The chaos was just the latest sign these are desperate times in Detroit and the desperation has government leaders turning to God for answers.
Changing Times in Motown
Next to the automobile, music and Motown are what made Detroit famous in the 1950s and 1960s. The reputation "reeled-in" new residents who often arrived from the segregated South in search of a better life.
"I was brought here from Alabama at the age of 11-months-old, raised in the public school system," said legendary Motown recording artist Martha Reeves of Martha Reeves and the Vandellas. "I am a good product because I had good teachers."
The singer is now a Detroit city councilwoman. She pays tribute to "the good old days" on the walls of her office at City Hall. The city is not like the one she remembers from her days at Hitsville USA which is celebrating its 50th anniversary all year long.
"Detroit is a city suffering from a lapse of population," Reeves said. "People left here as if it were on fire."
Motor City Stalls
Internal Revenue Service figures show 63,000 families left the Metro Detroit area in 2007. But that is not the only troubling city statistic rolling from the Motor City.
Detroit is the murder capital of the United States, with more murders in 2009 than New York City, a city with nearly 10 times its population.
Detroit's unemployment has also climbed to its highest on record, 28.9 percent - nearly three out of every 10 residents.
"There is a decline in our auto sales, but 50 percent of the cars on the street are foreign. So there is a lot of things we need to take note of," Councilwoman Reeves said.
The American automotive industry once fueled Detroit's economy. Financial analysts now point to the industry's struggles for the city's fast and furious decline.

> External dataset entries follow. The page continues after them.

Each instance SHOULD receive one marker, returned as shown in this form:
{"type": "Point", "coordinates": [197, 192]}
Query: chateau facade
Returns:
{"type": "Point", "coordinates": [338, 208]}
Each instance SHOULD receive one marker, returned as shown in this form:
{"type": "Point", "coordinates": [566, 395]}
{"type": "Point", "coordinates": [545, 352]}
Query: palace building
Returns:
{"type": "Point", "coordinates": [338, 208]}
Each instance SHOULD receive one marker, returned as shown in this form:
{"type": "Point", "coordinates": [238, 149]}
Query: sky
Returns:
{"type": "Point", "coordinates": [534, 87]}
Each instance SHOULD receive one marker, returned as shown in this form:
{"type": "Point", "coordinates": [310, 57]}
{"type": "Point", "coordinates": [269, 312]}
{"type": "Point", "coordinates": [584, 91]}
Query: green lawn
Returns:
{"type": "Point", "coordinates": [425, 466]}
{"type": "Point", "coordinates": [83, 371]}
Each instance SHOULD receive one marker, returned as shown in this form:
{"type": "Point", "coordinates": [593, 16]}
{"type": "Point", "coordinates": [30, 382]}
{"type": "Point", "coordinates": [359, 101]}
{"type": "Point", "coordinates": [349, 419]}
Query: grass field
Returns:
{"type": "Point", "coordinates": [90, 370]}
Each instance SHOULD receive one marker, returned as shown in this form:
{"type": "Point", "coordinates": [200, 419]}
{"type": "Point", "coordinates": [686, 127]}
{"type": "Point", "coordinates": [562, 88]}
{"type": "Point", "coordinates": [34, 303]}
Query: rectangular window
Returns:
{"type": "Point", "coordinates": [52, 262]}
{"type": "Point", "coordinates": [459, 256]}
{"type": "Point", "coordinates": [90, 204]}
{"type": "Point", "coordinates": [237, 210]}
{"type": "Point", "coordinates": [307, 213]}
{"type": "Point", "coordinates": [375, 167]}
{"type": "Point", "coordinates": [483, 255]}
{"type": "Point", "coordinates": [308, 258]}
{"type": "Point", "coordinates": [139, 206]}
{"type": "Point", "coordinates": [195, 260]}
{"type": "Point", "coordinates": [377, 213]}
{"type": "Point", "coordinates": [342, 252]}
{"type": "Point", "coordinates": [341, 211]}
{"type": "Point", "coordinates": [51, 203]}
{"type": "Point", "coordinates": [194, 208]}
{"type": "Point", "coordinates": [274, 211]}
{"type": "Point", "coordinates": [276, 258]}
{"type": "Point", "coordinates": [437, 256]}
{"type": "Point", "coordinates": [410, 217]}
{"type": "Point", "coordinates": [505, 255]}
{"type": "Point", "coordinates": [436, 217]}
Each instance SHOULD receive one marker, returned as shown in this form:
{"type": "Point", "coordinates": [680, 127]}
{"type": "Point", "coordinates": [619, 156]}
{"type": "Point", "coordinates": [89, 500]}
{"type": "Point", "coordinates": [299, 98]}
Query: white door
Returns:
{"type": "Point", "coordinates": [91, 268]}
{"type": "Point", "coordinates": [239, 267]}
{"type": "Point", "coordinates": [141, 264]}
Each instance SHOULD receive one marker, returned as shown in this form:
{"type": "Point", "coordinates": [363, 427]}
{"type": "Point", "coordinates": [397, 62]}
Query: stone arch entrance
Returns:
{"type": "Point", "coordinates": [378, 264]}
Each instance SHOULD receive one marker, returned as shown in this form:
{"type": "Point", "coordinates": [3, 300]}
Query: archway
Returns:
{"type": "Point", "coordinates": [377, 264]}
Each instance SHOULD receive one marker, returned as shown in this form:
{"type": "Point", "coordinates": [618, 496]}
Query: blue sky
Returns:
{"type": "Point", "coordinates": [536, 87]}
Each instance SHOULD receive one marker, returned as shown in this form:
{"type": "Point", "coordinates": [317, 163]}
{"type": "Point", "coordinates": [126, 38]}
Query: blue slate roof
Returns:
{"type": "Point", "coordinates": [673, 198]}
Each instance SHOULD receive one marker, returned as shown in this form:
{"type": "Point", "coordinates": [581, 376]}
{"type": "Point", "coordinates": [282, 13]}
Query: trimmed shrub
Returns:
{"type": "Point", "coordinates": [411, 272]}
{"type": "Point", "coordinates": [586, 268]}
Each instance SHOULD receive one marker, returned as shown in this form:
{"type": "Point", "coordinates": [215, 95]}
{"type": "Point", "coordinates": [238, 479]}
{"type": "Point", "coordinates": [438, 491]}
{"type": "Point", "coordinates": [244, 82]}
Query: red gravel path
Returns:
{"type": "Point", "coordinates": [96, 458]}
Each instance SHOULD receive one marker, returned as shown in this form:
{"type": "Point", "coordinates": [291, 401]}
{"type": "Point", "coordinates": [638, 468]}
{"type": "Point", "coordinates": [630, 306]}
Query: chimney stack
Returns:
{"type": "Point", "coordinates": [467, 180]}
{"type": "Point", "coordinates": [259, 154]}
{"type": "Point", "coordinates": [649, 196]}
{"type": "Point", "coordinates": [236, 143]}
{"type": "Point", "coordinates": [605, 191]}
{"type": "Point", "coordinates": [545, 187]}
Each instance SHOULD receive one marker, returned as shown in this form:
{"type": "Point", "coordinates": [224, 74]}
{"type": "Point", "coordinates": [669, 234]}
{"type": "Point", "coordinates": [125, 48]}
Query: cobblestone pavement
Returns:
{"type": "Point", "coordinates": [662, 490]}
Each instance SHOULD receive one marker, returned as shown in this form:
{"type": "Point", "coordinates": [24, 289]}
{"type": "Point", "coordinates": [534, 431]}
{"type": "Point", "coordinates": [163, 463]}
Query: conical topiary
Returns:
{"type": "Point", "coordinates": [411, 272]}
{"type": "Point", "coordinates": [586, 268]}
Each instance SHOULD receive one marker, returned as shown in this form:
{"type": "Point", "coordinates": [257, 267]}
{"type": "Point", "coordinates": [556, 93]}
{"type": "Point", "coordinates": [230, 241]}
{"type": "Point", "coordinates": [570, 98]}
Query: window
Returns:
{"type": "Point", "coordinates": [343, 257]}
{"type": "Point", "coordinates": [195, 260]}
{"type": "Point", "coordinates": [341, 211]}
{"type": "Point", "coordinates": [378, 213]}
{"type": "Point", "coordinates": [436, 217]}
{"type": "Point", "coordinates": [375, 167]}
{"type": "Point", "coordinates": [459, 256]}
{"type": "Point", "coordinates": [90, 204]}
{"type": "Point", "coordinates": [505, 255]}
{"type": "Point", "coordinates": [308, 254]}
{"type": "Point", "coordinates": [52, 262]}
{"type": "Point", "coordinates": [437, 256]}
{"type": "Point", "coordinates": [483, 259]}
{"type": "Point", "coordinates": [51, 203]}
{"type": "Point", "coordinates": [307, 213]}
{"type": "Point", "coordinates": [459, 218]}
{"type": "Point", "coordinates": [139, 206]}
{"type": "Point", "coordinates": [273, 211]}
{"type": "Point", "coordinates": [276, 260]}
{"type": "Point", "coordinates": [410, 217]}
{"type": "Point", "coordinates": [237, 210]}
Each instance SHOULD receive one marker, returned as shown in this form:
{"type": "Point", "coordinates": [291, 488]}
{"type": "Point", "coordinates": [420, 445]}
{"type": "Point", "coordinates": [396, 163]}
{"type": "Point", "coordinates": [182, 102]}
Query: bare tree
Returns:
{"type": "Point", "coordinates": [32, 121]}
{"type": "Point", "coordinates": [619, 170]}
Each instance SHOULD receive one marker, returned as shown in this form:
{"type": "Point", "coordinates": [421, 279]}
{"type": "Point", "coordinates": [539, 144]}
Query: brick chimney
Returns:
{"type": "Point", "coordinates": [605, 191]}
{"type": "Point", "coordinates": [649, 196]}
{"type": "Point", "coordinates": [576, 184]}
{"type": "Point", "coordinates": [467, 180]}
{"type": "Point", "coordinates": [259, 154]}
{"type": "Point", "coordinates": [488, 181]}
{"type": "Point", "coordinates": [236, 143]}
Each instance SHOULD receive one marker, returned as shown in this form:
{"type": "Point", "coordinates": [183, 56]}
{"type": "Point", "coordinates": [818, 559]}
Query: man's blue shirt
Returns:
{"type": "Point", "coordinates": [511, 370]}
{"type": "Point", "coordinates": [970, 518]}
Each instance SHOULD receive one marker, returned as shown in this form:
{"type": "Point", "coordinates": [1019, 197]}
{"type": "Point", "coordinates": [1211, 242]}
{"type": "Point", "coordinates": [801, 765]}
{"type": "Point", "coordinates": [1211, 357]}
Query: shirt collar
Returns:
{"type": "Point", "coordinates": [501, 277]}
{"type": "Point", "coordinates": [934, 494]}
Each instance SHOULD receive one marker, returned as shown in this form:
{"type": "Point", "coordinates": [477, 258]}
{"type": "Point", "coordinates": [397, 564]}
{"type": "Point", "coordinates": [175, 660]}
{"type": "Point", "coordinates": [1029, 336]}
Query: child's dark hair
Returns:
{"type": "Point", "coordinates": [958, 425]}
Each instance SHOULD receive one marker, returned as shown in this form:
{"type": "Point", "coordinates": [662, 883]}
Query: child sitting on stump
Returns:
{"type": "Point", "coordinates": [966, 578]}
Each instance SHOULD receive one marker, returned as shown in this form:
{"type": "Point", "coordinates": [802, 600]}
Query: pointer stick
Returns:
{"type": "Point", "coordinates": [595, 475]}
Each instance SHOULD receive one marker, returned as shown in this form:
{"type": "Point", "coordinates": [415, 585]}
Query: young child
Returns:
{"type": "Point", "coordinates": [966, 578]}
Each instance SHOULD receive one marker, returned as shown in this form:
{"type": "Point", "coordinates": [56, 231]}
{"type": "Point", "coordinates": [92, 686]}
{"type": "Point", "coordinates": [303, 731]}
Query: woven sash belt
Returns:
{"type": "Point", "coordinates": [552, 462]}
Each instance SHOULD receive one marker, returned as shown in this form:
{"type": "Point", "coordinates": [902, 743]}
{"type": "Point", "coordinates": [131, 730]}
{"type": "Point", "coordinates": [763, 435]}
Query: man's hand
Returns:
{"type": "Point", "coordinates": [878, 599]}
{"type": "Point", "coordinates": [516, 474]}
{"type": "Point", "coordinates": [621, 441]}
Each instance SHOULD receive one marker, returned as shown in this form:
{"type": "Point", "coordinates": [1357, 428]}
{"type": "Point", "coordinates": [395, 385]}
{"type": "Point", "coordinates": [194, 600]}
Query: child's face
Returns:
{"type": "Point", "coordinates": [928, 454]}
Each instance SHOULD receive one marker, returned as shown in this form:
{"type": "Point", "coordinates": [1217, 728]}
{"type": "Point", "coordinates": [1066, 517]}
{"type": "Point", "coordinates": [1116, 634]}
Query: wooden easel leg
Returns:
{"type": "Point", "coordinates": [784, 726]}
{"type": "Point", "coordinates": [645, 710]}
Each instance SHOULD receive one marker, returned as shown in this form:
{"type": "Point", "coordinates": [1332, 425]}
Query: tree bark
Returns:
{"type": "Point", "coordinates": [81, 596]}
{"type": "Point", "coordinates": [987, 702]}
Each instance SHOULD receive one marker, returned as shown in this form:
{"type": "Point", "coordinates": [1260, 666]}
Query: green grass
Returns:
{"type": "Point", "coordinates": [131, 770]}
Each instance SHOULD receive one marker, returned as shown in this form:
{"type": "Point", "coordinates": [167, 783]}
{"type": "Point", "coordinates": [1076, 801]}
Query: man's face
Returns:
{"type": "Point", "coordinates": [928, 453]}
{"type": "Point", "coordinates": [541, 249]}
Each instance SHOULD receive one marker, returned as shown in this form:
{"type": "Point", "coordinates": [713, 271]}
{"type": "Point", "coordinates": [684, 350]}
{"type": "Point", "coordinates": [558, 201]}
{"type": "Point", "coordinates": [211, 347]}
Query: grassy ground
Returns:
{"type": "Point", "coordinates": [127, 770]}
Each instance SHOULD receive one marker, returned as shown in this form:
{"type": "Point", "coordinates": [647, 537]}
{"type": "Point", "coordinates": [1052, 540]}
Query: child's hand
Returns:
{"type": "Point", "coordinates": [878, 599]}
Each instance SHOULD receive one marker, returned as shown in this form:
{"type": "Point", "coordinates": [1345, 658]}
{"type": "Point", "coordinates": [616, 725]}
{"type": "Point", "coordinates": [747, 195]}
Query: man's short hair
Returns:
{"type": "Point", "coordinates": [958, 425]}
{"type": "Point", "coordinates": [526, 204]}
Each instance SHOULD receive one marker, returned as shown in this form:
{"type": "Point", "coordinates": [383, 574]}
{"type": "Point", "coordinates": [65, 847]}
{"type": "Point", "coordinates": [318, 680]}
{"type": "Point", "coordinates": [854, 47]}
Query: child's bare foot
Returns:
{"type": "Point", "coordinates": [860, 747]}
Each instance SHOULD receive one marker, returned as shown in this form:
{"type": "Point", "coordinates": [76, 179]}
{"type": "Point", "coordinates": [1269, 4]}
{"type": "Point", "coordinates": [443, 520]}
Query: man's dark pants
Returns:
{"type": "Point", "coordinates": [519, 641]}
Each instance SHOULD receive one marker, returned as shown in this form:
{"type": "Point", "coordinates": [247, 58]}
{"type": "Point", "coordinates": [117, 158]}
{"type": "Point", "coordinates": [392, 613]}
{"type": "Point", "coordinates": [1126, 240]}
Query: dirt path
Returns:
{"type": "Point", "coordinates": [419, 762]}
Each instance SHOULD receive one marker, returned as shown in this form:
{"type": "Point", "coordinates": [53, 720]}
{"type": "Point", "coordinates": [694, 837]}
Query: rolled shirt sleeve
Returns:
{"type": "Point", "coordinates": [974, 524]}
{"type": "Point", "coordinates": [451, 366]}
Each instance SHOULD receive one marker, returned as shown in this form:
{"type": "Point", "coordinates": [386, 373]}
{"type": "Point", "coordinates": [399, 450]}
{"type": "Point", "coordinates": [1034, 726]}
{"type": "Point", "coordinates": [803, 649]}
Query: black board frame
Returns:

But Reeves believes the problem runs deeper. In her heart, she feels Detroit is a city of people who lost faith when they began to lose their jobs. Still, she says the faith "is coming back."
"We know that we have gone through hard times, and the crime rate is up," she said. "But He can heal all things. And the more we spread the word, the better the city will be."
God & Government Come Together
In tough times, God and government are coming together in unique ways in metro Detroit.
Warren, Mich. is just outside the city limits. These days, inside the lobby of the Warren Town Hall, there is prayer station where Christian volunteers wait to pray with anyone in need.
"Even with all the churches that are in the city, no one wanted to hear about God until these things began to happen," said Gerald Echols, one of the Detroit area pastors who organizes the prayer stations.
Organizers and volunteers have prayed with more than a thousand people in eight months. The prayer station also has the strong support from Warren's mayor James Fouts.
The prayer station at Warren Town Hall was inspired by prayer stations that popped up in New York City, following the events of Sept. 11.
"I have had a good response," Fouts said. "Most people think a prayer station is needed, especially in stressful times."
Bob Adams, 53, is glad the station was there when he needed it. The former stand-up comedian, radio announcer, insurance salesman, and waiter lost his job more than a year ago.
He was also homeless and about to lose his unemployment benefits of $400 every two weeks when he stopped by for prayer at the Warren Town Hall.
"Literally, two days later, whatever the problem was, whatever computer it was somewhere in Lansing, my check was issued the next day. And I looked up and said that is the power of the Lord," Adams said.
Adams is still looking for work, but he is no longer homeless. Volunteers at the prayer station helped him secure an apartment he shares with two roommates.
"I keep praying that I get the strength every day I get up to say 'today is another day' because you don't know when God's miracles are going to happen," he said.
The prayer station idea is spreading. Young volunteers now staff a station in Northwest Detroit. And it's a sacrifice for them since they are also among the more than 113,000 people in the city looking for work.
But there is also someone praying for them back at Detroit City Hall - Martha Reeves.
"I have since 1977 studied and found out that anything you want, all you have to do is ask for it, if you have a one-on-one relationship with Jesus," Reeves said. "If you have a personal relationship with Jesus, he will give a you a miracle at a moment."
At 68, Reeves' term on Detroit City Council is soon to end. She will not run again, but the Motown legend will always carry a song in her heart for her city.